Collazo v. Pagano

656 F.3d 131, 2011 WL 3873791
CourtCourt of Appeals for the Second Circuit
DecidedSeptember 1, 2011
DocketDocket 09-4650-pr
StatusPublished
Cited by219 cases

This text of 656 F.3d 131 (Collazo v. Pagano) is published on Counsel Stack Legal Research, covering Court of Appeals for the Second Circuit primary law. Counsel Stack provides free access to over 12 million legal documents including statutes, case law, regulations, and constitutions.

Bluebook
Collazo v. Pagano, 656 F.3d 131, 2011 WL 3873791 (2d Cir. 2011).

Opinion

PER CURIAM:

Plaintiff-appellant Steven Collazo, an inmate at Great Meadow Correctional Facility (“Great Meadow”), filed suit, pro se, in the United States District Court for the Northern District of New York (Norman A. Mordue, Chief Judge) against three Great Meadow employees. Collazo’s suit, brought pursuant to 42 U.S.C. § 1983, alleges that he was improperly denied access to medically-prescribed therapeutic diets, resulting in violations of his Eighth Amendment right to be free from cruel and unusual punishment and of his Fourteenth Amendment right to due process.

The litigation did not go well for Collazo. First, his in forma pauperis status was revoked after the District Court concluded that he was a “three-strikes” litigant within the meaning of § 1915(g) of the Prison Litigation Reform Act (“PLRA”), 28 U.S.C. § 1915(g). Collazo paid the filing fee so that he could proceed with his case. Subsequently, the District Court, relying on a Report & Recommendation prepared by Magistrate Judge David R. Homer, granted defendants’ motion for summary judgment and dismissed the suit. Collazo, now represented by counsel, appeals the revocation of his informa pauperis status, as well as the decision of the District Court to grant summary judgment to one of the defendants, James Pagano.

BACKGROUND

On January 22, 2003, Collazo, then incarcerated at Great Meadow Correctional Facility, was examined by Dr. Edmundo Nunez, a facility physician. Following some tests, Dr. Nunez concluded that Collazo’s triglyceride levels would benefit from a therapeutic diet low in saturated fats. Collazo remained on this diet for *133 several months, but it was jeopardized on September 15, 2003, when a corrections officer issued a misbehavior report to Collazo for allegedly throwing away his food after having an argument with a kitchen server. Collazo was charged with violating three prison disciplinary rules: refusing direct orders by not complying with his medical diet, wasting food by throwing away his special dietary meal, and failing to comply with mess hall serving policies.

Defendant James Pagano, the Director of Food Services at Great Meadow Correctional Facility, was informed of this incident by the corrections officer and a cook, both of whom said that this was the fourth time Collazo had thrown away his food. Accordingly, Pagano recommended to Dr. Albert Paolano, Director of Health Services at Great Meadow, that Collazo’s special diet be discontinued. Dr.
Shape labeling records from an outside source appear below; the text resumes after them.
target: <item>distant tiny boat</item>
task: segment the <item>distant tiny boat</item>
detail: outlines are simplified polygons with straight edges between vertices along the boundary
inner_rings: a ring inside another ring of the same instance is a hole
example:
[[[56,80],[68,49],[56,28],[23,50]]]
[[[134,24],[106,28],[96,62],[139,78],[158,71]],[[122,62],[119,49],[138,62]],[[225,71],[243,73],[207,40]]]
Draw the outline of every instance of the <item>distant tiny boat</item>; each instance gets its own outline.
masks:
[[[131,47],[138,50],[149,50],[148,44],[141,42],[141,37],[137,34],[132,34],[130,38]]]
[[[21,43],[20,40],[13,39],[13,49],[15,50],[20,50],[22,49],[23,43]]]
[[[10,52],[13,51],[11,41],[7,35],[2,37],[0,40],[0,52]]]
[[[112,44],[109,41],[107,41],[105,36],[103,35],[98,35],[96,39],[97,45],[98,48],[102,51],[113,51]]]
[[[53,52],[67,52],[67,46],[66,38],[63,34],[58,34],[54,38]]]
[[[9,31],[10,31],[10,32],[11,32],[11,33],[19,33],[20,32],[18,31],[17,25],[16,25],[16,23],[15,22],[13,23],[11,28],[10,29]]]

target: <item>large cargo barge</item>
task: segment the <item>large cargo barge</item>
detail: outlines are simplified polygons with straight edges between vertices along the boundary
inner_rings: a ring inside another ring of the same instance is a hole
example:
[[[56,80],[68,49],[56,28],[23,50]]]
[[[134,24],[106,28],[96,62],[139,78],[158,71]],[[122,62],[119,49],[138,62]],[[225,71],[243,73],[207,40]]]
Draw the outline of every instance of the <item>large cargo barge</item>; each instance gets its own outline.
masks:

Paolano approved the request, and Collazo was notified on September 17 that his diet would be discontinued as of September 19.

At a disciplinary hearing on September 18, 2003, Collazo was found guilty of refusing a direct order, but was found not guilty of wasting food and of failing to comply with mess hall policy. On September 26, Collazo filed a grievance in order to have his special diet restored. On October 10, Collazo’s request was granted, conditioned on his first visiting with Dr. Nunez.

Over the next few months, Collazo was a “no show” for several scheduled visits with Dr. Nunez. Collazo finally appeared for his scheduled appointment in April 2004. By July, Dr. Nunez had diagnosed Collazo with diabetes, and at that point recommended that he be placed on a new specialized diet. Subsequently, Pagano conducted a review in which it was discovered that Collazo had missed eighteen of his special meals during the week of July 19, 2004. On this basis, Pagano once again recommended to Dr. Paolano that Collazo’s special diet be revoked, a recommendation Dr. Paolano once again accepted.

Upon further investigation, it came to light that Collazo had missed all of these meals because no one had informed him that he was once again eligible for a special dietary offering. Collazo was found not guilty at the resulting disciplinary hearing, and his special diet was restored on September 21, 2004. He appears to have remained on the diet since.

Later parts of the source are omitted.